The repositories work with domain models. You can, of course, have a mapping layer from domain models to DTOs in your persistence logic. I think it's redundant when using EF Core since we can configure the mapping between the domain models and the actual storage, but we'll talk all about this in future videos 🙂
I like explicit Mappings, there was this great addon vsix called MappingGenerator but its creator unfortunately turned it into a paid extension of which the price is a bit steep…
For DDD I have a private default constructor on my target object with a public static factory method to create the object. Can I force Mapster to use the factory, as currently it throws an exception when it can't find the default constructor. How do you handle this?
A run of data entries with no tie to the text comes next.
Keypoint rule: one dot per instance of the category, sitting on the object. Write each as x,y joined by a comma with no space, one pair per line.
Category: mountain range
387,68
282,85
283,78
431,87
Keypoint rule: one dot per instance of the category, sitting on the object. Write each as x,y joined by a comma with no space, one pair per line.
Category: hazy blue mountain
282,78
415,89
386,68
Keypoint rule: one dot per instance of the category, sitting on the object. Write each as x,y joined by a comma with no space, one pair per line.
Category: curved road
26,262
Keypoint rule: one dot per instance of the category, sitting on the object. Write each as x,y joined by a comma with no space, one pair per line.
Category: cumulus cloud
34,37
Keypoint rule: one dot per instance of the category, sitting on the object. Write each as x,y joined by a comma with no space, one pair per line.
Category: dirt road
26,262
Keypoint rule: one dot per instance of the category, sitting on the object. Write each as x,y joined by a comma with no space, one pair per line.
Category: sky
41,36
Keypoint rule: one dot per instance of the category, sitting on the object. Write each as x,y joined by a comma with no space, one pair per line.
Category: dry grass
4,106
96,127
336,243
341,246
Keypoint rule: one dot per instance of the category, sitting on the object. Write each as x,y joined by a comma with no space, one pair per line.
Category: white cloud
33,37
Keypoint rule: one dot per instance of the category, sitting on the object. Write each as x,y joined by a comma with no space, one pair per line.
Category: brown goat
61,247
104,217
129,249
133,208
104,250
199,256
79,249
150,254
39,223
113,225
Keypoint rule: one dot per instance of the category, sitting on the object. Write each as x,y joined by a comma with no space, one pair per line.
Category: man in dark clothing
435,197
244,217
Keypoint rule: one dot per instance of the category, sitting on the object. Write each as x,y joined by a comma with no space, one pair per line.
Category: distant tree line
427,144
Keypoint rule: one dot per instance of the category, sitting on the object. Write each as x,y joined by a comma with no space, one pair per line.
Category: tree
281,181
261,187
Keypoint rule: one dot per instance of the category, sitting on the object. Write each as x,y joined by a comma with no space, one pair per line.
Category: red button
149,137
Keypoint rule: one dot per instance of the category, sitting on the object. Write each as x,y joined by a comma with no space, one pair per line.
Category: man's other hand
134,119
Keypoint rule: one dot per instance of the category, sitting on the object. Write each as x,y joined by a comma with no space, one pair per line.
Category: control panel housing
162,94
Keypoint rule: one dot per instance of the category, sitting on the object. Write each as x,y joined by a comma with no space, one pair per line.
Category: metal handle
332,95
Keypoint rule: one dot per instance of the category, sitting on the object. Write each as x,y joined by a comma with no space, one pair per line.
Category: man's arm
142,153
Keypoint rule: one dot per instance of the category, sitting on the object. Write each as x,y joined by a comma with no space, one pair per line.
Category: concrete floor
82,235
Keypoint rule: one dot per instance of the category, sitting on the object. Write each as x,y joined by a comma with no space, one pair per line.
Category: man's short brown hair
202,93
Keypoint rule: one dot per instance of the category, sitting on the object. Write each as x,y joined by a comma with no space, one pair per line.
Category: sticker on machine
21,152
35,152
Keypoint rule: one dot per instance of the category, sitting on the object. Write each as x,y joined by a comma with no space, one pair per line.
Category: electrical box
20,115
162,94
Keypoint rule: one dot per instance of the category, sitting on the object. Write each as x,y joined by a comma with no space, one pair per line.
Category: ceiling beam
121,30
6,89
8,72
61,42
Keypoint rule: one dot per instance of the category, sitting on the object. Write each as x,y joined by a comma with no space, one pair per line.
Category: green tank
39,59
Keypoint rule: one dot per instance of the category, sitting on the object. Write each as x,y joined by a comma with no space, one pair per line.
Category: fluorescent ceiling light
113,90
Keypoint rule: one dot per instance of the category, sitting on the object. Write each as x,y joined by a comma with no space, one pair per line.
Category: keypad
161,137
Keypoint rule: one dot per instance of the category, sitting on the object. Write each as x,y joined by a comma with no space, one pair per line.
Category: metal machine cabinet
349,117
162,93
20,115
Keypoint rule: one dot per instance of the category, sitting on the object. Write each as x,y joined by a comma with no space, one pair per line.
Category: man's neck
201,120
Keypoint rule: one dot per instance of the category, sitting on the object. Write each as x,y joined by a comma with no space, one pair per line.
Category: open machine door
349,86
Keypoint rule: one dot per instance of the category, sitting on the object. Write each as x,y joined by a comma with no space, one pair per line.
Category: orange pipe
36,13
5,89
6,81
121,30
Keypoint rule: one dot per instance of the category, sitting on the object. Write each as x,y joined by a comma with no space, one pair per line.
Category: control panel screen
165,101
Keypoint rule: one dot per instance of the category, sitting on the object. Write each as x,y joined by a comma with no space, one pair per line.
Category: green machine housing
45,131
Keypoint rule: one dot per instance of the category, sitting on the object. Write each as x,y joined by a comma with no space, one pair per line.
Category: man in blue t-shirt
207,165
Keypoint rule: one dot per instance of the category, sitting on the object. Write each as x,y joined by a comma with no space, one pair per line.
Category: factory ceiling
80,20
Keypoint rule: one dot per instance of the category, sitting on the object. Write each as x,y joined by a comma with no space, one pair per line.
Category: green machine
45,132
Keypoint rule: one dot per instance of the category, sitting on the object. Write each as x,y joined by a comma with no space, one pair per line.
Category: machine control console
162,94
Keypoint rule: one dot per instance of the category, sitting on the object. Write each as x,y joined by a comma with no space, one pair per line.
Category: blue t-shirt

It's been a while, but I found a solution. Let's say you want to map a GUID to a UserId with private constructor and public static factory method. config.NewConfig() .MapWith(src => UserId.Create(src)); config.NewConfig() .Map(dest => dest.UserId, src => src.UserId) .Map(dest => dest, src => src.Request);
Please anybody help me why i am getting this error "error CS0246: The type or namespace name 'IMapper' could not be found " . I have added below references
I can't get the Mapster to work in the minimal API:InvalidOperationException: Failure to infer one or more parameters. Below is the list of parameters that we found: Parameter | Source --------------------------------------------------------------------------------- request | Body (Inferred) mapper | UNKNOWN mediator | Services (Inferred)
can you speak more about this? what do you prefer to user? extension method ".Adapt()" or by dependency injection "IMapper" ? Is there any downside to using the extension method ".Adapt()". the code looks cleaner and more straightforward :D
Well, it depends on your mapping logic. If you have any dependencies, it may be useful to simply mock the mapping. An easy example is something like the following: config.NewConfig() .Map(dest => dest.Name, src => MapContext.Current.GetService().Format(src.Name));
@@iliyan-kulishev well Nick uses jetbrains Rider where that functionality already present.. i.e. downloading external code I am pretty sure its not present in VS Code by default so if you just know what extension Amichai is using we will be able to do it to
Haha funny thread 😂 I thought it came from the `ilspy-vscode` extension but I don't have it installed. I honestly don't remember how I configured this and I'm unable to reproduce it on my other machines ATM. Weird. I'll have to dig deeper
I dont know why, but code on line _mapper.Map(authResult) dont use defined map. Response has set only Token, but other properties are empty. I also try add BeforeMapping, but is not called.
Very well! How can I ignore null values from ? I'm in troubles 'cause Config .IgnoreNullValues(true) it's ok when ignoring string null values but When my source object have int?, datetime? or decimal? it full overwrite the destinaton values with null.
I think a digestible approach to break down the series is first getting CQRS, MediatR, Mapster, FluentValidation etc' out of the way together with the auth stuff. Then, we can revisit the client application, learn the various DDD concepts while implementing the core logic of the application. What do you think?
We use AutoMapper for mappings. Sometimes it's hard to find out what is wrong with the code.. This one looks like it's more forgiving. And you said it is faster, will check that out 😀
Сомнительно, но окэй... Стал ли код проще? Нет. Стал ли код эффективнее и быстрее? Нет. Может быть в некоторых случаях будет меньше строк кода, вот и весь профит...
Amichai Mantinband, 22:36 is await Task.CompletedTask better than return await ValueTask.FromResult()? Looks like crutch, just for enforce IDE to be silent about this.